Im Dezember 2018 seien mit dem Haushaltsplan für eine bestmögliche Integration sechs zusätzliche halbe Stellen geschaffen worden. Und im Mai 2019 sei klargestellt worden, dass Münster aus humanitären Gründen bereit sei, „jederzeit Flüchtlingen auch mit zusätzlicher Aufnahme zu helfen“.
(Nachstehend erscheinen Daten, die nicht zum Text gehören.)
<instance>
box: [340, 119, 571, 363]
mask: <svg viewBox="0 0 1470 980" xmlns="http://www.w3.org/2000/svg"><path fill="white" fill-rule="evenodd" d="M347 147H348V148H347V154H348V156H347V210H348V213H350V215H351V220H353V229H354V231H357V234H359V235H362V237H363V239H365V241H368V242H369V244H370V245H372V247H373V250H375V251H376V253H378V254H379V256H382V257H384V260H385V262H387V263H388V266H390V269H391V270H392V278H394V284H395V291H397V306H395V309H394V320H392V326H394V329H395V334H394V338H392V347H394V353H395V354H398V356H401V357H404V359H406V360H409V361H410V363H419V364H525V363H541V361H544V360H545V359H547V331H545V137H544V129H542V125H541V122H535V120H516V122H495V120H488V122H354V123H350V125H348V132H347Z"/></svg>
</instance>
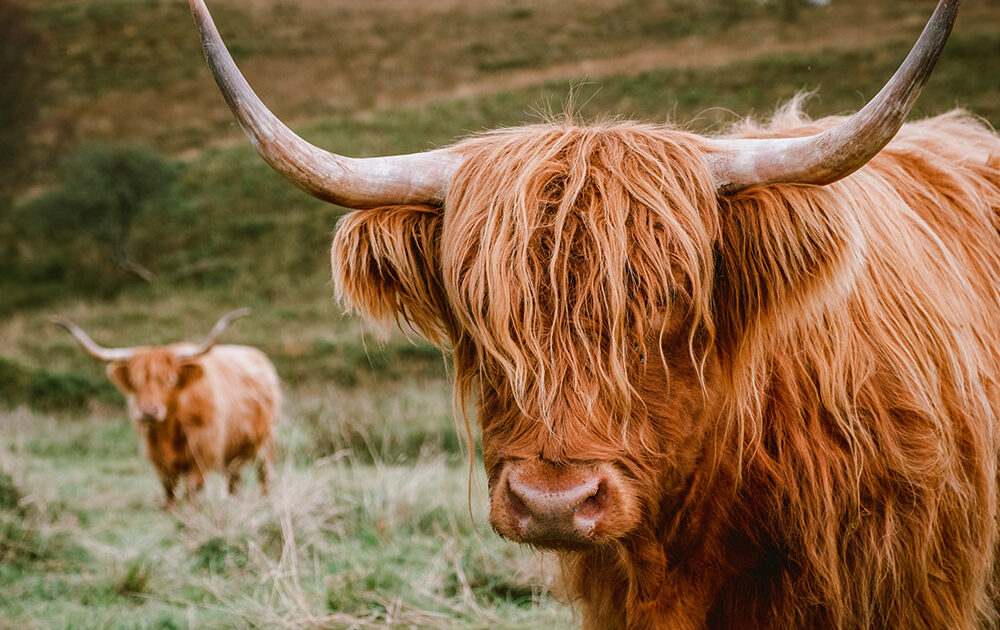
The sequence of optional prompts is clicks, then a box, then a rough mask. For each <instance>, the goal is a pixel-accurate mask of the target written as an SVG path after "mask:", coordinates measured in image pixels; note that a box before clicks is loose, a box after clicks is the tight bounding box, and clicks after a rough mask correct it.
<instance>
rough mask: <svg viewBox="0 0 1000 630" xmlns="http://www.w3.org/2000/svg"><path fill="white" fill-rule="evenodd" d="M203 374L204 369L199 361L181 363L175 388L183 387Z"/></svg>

Bürgerbegehren nicht nötig?

„Das bedeutet auch, dass die Stadt Münster die zivile Seenotrettung unterstützt und aus Seenot gerettete Menschen sowie Personen aus Flüchtlingslagern in Libyen und Südeuropa aufnimmt“, heißt es in dem Schreiben. Schließlich wird betont: „Alle diese bisherigen Beschlüsse zielten darauf ab, unter breiter Mitwirkung der Münsteraner Zivilgesellschaft eine Aufnahme, Unterstützung und Integration (auch zusätzlicher Flüchtlinge) zu gewährleisten.“

Ein Bürgerbegehren wäre nach dieser Argumentation gar nicht nötig – die Seebrücke will es dennoch. Die Situation ist vor allem für die Grünen pikant, die im Mai mit Rücksicht auf den Koalitionspartner CDU dagegen gestimmt hatten, Münster zum „sicheren Hafen“ zu erklären.

Zurück zum Brief an den OB. Die Unterzeichner appellieren an Lewe zudem, bei den zuständigen Stellen von Land und Bund ausdrücklich deutlich zu machen, dass Münster zusätzlich Flüchtlinge aufnehmen will – und auf eine Anrechnung verzichtet.